Marchionni Lab Surfing the Genome

Marchionni Lab

The Marchionni Lab uses quantitative methods to anlyze and interpret high-dimensional data, understand cancer cell biology, and develop useful clinical tools to improve cancer patients’ outcomes. Our final goal is to improve human health and disease treatment through the development of robust quantitative tools for the analysis of the molecular and cellular interactions driving cancer.

We also believe that an inclusive environment for research, centered on the values of diversity and inclusion, is crucial to push the boundaries the boundaries of our curiosity and ingenuity, ultimately serving the process of discovery, for the benefit of cancer research patients of ALL backgrounds.

“Considerate la vostra semenza: fatti non foste a viver come bruti ma per seguir virtute e canoscenza.”

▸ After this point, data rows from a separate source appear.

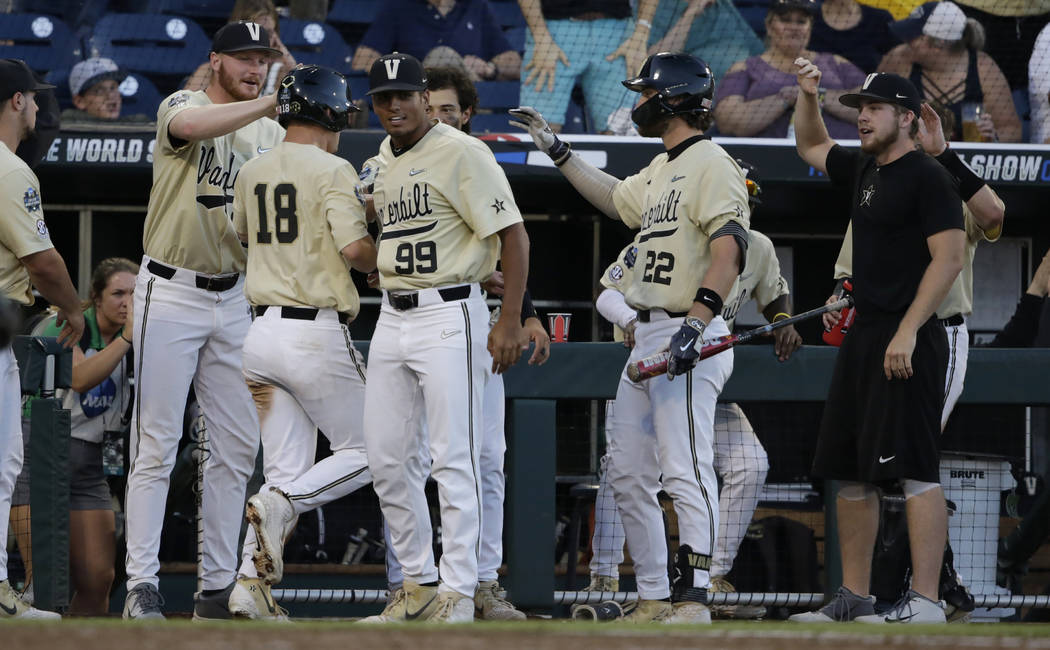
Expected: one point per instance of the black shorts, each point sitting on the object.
(876, 430)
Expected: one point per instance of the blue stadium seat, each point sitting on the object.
(498, 95)
(314, 42)
(139, 96)
(153, 44)
(44, 42)
(507, 14)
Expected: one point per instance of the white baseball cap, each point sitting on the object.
(940, 20)
(88, 72)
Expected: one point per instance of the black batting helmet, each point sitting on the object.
(315, 93)
(672, 75)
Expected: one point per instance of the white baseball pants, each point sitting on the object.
(306, 375)
(959, 350)
(429, 361)
(182, 335)
(667, 428)
(11, 443)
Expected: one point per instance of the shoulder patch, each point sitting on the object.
(32, 200)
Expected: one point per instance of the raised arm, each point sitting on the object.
(811, 134)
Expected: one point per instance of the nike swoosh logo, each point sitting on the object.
(413, 615)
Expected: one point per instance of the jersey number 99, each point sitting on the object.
(286, 221)
(419, 258)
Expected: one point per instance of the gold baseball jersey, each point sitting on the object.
(677, 204)
(188, 218)
(960, 298)
(22, 228)
(760, 279)
(296, 205)
(440, 205)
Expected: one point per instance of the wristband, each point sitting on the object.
(969, 183)
(709, 298)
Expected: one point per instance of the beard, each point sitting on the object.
(232, 86)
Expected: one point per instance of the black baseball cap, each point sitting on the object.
(17, 77)
(396, 71)
(885, 87)
(243, 36)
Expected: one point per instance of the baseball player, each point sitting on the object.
(27, 258)
(295, 208)
(739, 459)
(983, 213)
(191, 316)
(447, 214)
(691, 207)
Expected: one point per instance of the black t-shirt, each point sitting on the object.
(562, 9)
(895, 208)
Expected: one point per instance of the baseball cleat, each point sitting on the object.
(844, 606)
(271, 515)
(251, 599)
(144, 602)
(411, 603)
(650, 611)
(720, 585)
(690, 612)
(12, 606)
(453, 607)
(912, 608)
(490, 605)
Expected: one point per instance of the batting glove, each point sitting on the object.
(530, 120)
(684, 353)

(Ulisse nella Divina Commedia, Canto XXVI, Dante Alighieri)

Our research interests

Computation Cancer Biology

Computation Cancer Biology

Millions of cells are dividing every day in our human body. This process is well coordinated and cell divisions are followed by cell specialization, allowing the maintenance of tissues and organs (homeostasis). Cancer is a deviation from such state of balance: a cell that has undergone mutations in its DNA, instead of maturing and dying normally, reproduces without restraint, giving rise to a progeny that also fails to mature. As a result, cancer is a very complex disease, that involves not only cancerous cells, but also surrounding and distant normal cells, which engage in a network of complex interactions.

Digital Pathology

Digital Pathology

It is now possible to digitize and store large archives of histopaholoy slides. At the same time, thanks to advances in algorithmics, statistics, mathematics, and computer science it is also possible to extract and analyze quantifiable information from such images. We, like others, are trying to exploit this unprecedented opportunity for the the systematic and quantitative analysis of images routinely generated in pathology departments around the world. The adoption of Artificial Intelligence (AI), Machine Learning (ML) – including more data and computation intensive approaches like Deep Learning (DL) – holds the promise to project pathology in the next millennium.

Precision Medicine

Precision Medicine

Medicine is transitioning from treating the “average patient” to seeking to treat each individual in a tailored way. At present, this approach to medicine, however, can only be delivered at lead academic institutions, hence the opportunity to deliver state of the art clinical care on a large scale and in the community is still missed. By integrating big molecular data, standard clinical laboratory measurements, and digital pathology images, my laboratory strive to bridge this gap. The goal here is to develop robust, parsimonious models that can forecast patients molecular make-up (e.g., their mutational profiles) and outcome (e.g., their response to targeted treatments). While the development of these approaches can only be achieved in leading academic institutions, deploying and disseminating such methods in community and rural hospitals nationwide is of paramount importance. Ultimately, through research in this domain, my lab fosters the democratization of precision and personalized medicine.